Albert Abrams (1863–1924) was an American doctor, well known during his life for inventing machines which he claimed could diagnose and cure almost any disease. These claims were challenged from the outset. Towards the end of his life, and again shortly after his death, his claims were conclusively demonstrated to be both false and intentionally deceptive.
The Dynomizer was big business; by 1918, courses in Spondylotherapy and ERA cost $200 and equipment was leased at about $200 with a monthly $5 charge thereafter. The lessee had to sign a contract stating the device would never be opened. Abrams then widened his claims to treating the diagnosed diseases. He came up with new and even more impressive gadgets, the "Oscilloclast and the "Radioclast", which came with tables of frequencies that it was to be set to, to "attack" specific diseases. Clients were told cures required repeated treatments.
Dynomizer operators tended to give alarming diagnoses, involving combinations of such maladies as cancer, diabetes and syphilis. Abrams often included a disease called "bovine syphilis," unknown to other medical practitioners. He claimed the Oscilloclast was capable of defeating most of these diseases, most of the time.
Students attended Abrams' San Francisco clinic for training courses listed at $200 USD a head, a significant sum at the time, and then leased the devices to take back home.
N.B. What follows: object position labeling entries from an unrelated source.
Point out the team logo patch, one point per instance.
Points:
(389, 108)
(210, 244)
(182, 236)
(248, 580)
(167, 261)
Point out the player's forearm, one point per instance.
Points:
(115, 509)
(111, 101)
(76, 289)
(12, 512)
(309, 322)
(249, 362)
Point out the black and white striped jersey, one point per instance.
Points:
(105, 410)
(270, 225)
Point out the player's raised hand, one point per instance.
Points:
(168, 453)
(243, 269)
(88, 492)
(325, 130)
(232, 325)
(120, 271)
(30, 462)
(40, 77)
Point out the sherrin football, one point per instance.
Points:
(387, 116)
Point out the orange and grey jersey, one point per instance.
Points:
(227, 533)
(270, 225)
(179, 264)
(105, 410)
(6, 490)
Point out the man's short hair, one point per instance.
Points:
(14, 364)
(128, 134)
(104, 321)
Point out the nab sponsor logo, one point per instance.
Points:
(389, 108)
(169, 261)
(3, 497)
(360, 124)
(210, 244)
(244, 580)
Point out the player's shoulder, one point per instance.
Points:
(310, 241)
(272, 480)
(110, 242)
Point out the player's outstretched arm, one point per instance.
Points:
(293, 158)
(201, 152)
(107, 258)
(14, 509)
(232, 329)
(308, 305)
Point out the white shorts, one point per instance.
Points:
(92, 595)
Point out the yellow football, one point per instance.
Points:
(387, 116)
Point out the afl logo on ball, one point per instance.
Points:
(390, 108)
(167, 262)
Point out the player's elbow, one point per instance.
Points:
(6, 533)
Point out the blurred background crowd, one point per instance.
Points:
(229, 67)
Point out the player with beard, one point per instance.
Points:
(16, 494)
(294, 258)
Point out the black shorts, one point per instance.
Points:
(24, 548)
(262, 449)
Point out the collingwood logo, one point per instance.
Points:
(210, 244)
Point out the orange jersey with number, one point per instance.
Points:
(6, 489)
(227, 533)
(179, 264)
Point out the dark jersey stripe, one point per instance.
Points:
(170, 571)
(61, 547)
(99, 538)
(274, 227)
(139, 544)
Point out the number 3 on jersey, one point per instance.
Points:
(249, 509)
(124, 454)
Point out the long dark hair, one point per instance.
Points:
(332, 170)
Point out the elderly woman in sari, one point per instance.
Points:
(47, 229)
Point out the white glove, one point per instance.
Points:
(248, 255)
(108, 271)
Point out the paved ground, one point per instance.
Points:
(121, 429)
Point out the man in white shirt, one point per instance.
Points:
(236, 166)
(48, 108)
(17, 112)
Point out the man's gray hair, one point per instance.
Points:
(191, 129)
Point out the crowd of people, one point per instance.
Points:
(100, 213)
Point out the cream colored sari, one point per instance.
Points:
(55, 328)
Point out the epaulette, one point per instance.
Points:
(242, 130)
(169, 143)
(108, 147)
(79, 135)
Abrams developed a range of different devices. The rules specified that the boxes could not be opened. Abrams explained that this would disrupt their delicate adjustment, but the rule also served to prevent the Abrams devices from being examined.
By 1921, there were claimed to be 3,500 practitioners using ERA technology. Conventional medical practitioners were extremely suspicious.
Resolution of the dispute through the intervention of a scientifically respected third party was pursued. Scientific American magazine decided to investigate Dr. Abrams' claims. Scientific American was interested in the matter as readers were writing letters to the editor saying that Abrams' revolutionary machines were one of the greatest inventions of the century and so needed to be discussed in the pages of the magazine.
Scientific American assembled a team of investigators who worked with a senior Abrams associate given the pseudonym "Doctor X" The investigators developed a series of tests and the magazine asked readers to suggest their own tests. The investigators gave Doctor X six vials containing unknown pathogens and asked him to identify them. It seems likely that Doctor X honestly believed in his Abrams machines, since he would not have agreed to cooperate if he hadn't, and in fact he allowed the Scientific American investigators to observe his procedure.
Doctor X got the contents of all six vials completely wrong. He examined the vials and pointed out that they had labels in red ink, whose vibrations confounded the instruments. The investigators gave him the vials again with less offensive labels, and he got the contents wrong again.
The results were published in Scientific American. and led to a predictable "flame war" in the letters pages between advocates and critics. The investigators continued their work. Abrams offered to "cooperate" with the investigators, but always failed to do so on various pretexts. Abrams never actually participated in the investigation, and in ERA publications asserted he was a victim of unjust persecution.
Similar samples were sent to other Abrams practitioners, and a few found themselves facing fraud charges in court. In a case in Jonesboro, Arkansas, Abrams was called to be a witness. Abrams did not attend court, because he died of pneumonia at age 62 in January 1924.
With Abrams gone, the AMA publicly opened up one of his machines. Its internals consisted of nothing more than wires connected to lights and buzzers.
According to Rawcliffe, Abrams and his successors had "founded a good many special clinics in the United States and their number has by no means diminished in the ensuing years".